Using the IBM HR Analytics Employee Attrition & Performance dataset, I built interpretable machine learning models to understand why employees leave and to help HR teams identify at-risk staff. This project combines EDA, class imbalance handling, and predictive modeling with a focus on interpretability.
Problem
Employee turnover is costly, and HR teams need tools to identify risk factors and predict attrition.
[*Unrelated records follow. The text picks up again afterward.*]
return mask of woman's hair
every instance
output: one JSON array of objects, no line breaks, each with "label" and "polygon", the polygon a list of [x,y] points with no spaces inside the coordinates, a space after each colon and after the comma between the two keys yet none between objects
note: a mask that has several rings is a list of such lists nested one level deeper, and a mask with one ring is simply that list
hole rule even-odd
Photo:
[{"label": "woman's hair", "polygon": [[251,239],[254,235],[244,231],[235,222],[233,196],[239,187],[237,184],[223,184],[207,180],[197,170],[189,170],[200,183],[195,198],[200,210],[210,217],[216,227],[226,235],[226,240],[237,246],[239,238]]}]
The question: Which factors most strongly influence attrition, and how can we build a model that balances accuracy with interpretability?
Approach
- EDA – Explored distributions of satisfaction, overtime, department, tenure, and job level with respect to attrition.
- Preprocessing –
- One-hot encoding for categorical features
- SMOTE to handle class imbalance
- Binning (Age, YearsAtCompany)
- Rare label encoding for JobRole
- Modeling –
- Logistic Regression (baseline)
- Random Forest
- XGBoost
- Hyperparameter tuning with RandomizedSearchCV
- Evaluation –
- Confusion Matrix, ROC Curve, AUC
- Classification Report (Precision, Recall, F1)
Results
| Model | Accuracy | Recall (Attrition) | AUC |
|---|---|---|---|
| Logistic Regression | 0.86 | 0.26 | 0.65 |
| Random Forest (SMOTE) | 0.82 | 0.32 | 0.74 |
| XGBoost (SMOTE) | 0.82 | 0.40 | 0.78 |
| Tuned XGBoost (SMOTE) | 0.81 | 0.34 | 0.77 |
- Best-performing model: XGBoost with SMOTE
- Most predictive features: OverTime, StockOptionLevel, JobSatisfaction, YearsAtCompany
Impact
- Addressed class imbalance using SMOTE, which significantly improved recall on the minority (attrition) class.
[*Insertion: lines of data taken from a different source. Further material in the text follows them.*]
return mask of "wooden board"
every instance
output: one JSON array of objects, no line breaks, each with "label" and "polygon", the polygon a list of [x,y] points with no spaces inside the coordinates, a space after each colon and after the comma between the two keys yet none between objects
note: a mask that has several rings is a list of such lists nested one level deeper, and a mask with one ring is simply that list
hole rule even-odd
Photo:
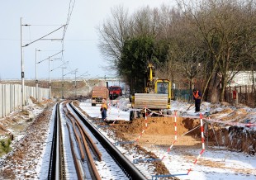
[{"label": "wooden board", "polygon": [[165,109],[168,94],[135,93],[134,108]]}]

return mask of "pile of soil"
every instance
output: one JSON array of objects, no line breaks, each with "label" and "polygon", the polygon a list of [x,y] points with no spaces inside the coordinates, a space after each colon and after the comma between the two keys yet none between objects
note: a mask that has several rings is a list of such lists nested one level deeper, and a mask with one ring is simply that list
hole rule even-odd
[{"label": "pile of soil", "polygon": [[[243,115],[246,114],[243,110],[228,111],[230,115],[222,121],[229,121],[239,116],[242,118]],[[168,149],[175,140],[173,117],[148,117],[147,121],[138,118],[132,121],[119,121],[115,124],[110,123],[117,137],[126,140],[137,140],[138,144],[144,147],[154,144]],[[199,119],[178,117],[176,125],[178,140],[175,145],[192,149],[201,146]],[[208,145],[225,146],[232,150],[255,154],[256,132],[250,128],[226,127],[216,123],[208,124],[207,126],[204,124],[203,127],[204,138],[205,140],[207,140]]]}]

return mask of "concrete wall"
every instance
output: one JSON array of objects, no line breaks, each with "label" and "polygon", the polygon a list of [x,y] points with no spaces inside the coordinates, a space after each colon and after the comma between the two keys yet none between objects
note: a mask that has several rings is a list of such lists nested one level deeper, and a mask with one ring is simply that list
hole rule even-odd
[{"label": "concrete wall", "polygon": [[[24,87],[25,105],[28,104],[30,97],[36,98],[36,87]],[[21,85],[19,84],[0,84],[0,118],[5,117],[12,111],[21,108]],[[48,88],[38,88],[38,101],[43,98],[49,99]]]}]

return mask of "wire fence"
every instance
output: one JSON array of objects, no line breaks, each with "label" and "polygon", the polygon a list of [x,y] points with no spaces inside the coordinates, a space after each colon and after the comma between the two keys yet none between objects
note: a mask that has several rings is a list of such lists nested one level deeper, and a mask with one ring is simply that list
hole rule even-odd
[{"label": "wire fence", "polygon": [[[235,104],[238,98],[239,104],[244,104],[249,107],[256,107],[256,86],[244,85],[235,87],[226,87],[225,93],[225,102]],[[237,97],[236,97],[237,96]],[[173,89],[172,99],[192,102],[193,101],[191,89]]]},{"label": "wire fence", "polygon": [[225,101],[234,104],[236,98],[238,98],[238,103],[256,107],[255,88],[253,85],[227,87],[225,88]]}]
- Showed that behavioral features (e.g., job satisfaction, overtime, work-life balance) are critical for predicting attrition.
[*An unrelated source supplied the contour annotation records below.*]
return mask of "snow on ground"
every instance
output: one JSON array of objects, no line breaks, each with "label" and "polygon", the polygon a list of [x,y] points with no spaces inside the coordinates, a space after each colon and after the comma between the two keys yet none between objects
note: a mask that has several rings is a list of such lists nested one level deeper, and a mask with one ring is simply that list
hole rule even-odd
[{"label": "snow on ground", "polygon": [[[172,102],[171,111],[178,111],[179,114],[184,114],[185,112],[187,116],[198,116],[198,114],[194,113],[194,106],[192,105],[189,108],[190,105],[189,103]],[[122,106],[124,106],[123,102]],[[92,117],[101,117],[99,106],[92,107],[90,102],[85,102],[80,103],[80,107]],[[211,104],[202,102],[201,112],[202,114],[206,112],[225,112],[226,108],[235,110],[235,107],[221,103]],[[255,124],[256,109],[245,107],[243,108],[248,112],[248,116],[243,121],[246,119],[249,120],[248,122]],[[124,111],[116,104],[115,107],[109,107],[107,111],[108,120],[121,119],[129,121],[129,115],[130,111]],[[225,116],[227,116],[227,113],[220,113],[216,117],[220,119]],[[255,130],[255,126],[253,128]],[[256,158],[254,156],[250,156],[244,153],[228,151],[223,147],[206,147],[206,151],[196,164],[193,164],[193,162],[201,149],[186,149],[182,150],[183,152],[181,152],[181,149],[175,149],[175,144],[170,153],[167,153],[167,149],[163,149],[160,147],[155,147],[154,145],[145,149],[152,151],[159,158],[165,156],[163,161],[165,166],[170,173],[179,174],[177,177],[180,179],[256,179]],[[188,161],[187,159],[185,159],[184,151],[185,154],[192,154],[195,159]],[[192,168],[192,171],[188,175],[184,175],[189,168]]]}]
- Delivered an interpretable workflow that HR teams could apply to support retention strategies.
Skills & Tools
- Python (pandas, NumPy, scikit-learn, XGBoost, imbalanced-learn)
- EDA and feature engineering
- Handling class imbalance (SMOTE)
- Model evaluation (AUC, recall, precision, F1)
- Hyperparameter tuning (RandomizedSearchCV)
- Visualization (matplotlib, seaborn)